- Born: December 26, 1925 New York City, U.S.
- Died: January 10, 2021 (aged 95) New York City, U.S.
- Occupation: Actress
- Years active: 1954–1960
- Spouse: Robert Cordier ​ ​(m. 1962; died 2020)​
- Children: 2

= Betty Lou Holland =

American actress (1926–2021)

Betty Lou Holland (December 26, 1925 – January 10, 2021), also known as Betty Lou Cordier, was an American actress who worked on stage, in television, and in film during the decades of the 1940s, 1950s, and early 1960s. She was best known for her work on Broadway and as a lead in a 1960 television adaptation of The Devil and Daniel Webster.

== Biography ==
Betty Lou Holland was born in New York City on December 26, 1925. She began acting on the stage in the 1940s and appeared on Broadway, in Call Me Mister, Annie Get Your Gun, and The Devil's Disciple.

In The Member of the Wedding, the actress was in her 20s when she played a 12 year old.

She continued to act on stage through the 1950s, playing a leading role in Six Characters in Search of an Author, and the George Bernard Shaw play, The Devil's Disciple.

Holland acted in television programs in the 1950s. Holland was one of the principal roles of the NBC television adaptation of The Devil and Daniel Webster.

Holland played in the NBC-television special, Johnny Belinda in 1958. She also appeared in a TV version of Daphne Du Maurier's The Birds on the CBS series Danger on May 31, 1955. In 1958 she portrayed a secretary recovering from mental illness in the TV drama series Decoy.

She was in only two motion pictures, playing the role of Mrs. Faulkner, mother of Kim Stanley's character, in The Goddess (1958) and playing Roz Moreland in The Man in the Net (1959).

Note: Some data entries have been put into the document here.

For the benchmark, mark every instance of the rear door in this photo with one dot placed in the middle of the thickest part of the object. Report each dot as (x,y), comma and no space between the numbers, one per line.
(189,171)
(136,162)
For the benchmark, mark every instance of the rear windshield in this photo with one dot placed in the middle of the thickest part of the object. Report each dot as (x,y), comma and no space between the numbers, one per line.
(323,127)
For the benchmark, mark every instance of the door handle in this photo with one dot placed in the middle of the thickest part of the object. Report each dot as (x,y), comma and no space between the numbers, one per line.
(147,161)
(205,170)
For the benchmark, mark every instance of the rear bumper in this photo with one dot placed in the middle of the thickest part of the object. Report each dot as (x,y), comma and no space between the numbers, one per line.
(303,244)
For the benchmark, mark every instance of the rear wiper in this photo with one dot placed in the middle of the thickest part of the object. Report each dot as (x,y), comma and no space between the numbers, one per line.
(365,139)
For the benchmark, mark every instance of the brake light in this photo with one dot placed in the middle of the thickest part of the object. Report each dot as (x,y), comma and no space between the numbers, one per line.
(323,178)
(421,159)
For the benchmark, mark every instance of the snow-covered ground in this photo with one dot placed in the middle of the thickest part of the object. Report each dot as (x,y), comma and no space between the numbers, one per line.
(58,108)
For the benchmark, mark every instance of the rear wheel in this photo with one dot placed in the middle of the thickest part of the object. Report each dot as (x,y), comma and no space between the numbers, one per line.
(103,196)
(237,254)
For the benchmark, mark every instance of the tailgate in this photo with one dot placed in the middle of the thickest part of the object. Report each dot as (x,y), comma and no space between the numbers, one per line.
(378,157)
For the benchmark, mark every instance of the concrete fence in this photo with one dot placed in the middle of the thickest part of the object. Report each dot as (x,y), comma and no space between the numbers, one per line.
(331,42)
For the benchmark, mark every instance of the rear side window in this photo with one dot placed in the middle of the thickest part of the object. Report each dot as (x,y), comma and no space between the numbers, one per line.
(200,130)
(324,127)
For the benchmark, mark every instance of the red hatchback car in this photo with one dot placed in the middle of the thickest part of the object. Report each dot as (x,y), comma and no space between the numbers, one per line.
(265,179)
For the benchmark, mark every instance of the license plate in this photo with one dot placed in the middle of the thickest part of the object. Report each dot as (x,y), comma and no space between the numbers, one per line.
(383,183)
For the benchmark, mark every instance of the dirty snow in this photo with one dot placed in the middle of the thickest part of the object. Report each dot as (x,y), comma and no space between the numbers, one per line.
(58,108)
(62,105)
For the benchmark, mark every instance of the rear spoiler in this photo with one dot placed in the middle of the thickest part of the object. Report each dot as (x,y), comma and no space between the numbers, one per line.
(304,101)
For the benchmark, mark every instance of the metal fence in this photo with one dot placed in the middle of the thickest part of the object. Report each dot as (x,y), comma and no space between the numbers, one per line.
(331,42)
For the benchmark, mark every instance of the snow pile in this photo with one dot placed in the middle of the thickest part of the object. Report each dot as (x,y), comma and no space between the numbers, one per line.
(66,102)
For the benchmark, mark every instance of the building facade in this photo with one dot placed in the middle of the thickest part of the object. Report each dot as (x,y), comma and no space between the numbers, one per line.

In The Goddess, Holland recalled that the religious conversion scene, which was long, was applauded by the Hollywood crew, not for the acting, but because all actors had remembered their lines.

== Personal life ==
She married Robert Cordier, a Belgian-Franco-American director and poet, in January 1962 in New York. They had two children, Cecilia Cordier and Horace Cordier. Robert Cordier died in Paris in April 2020, from complications of COVID-19. Betty Lou Cordier survived a COVID-19 infection, but died some months later in New York City on January 10, 2021, at the age of 95.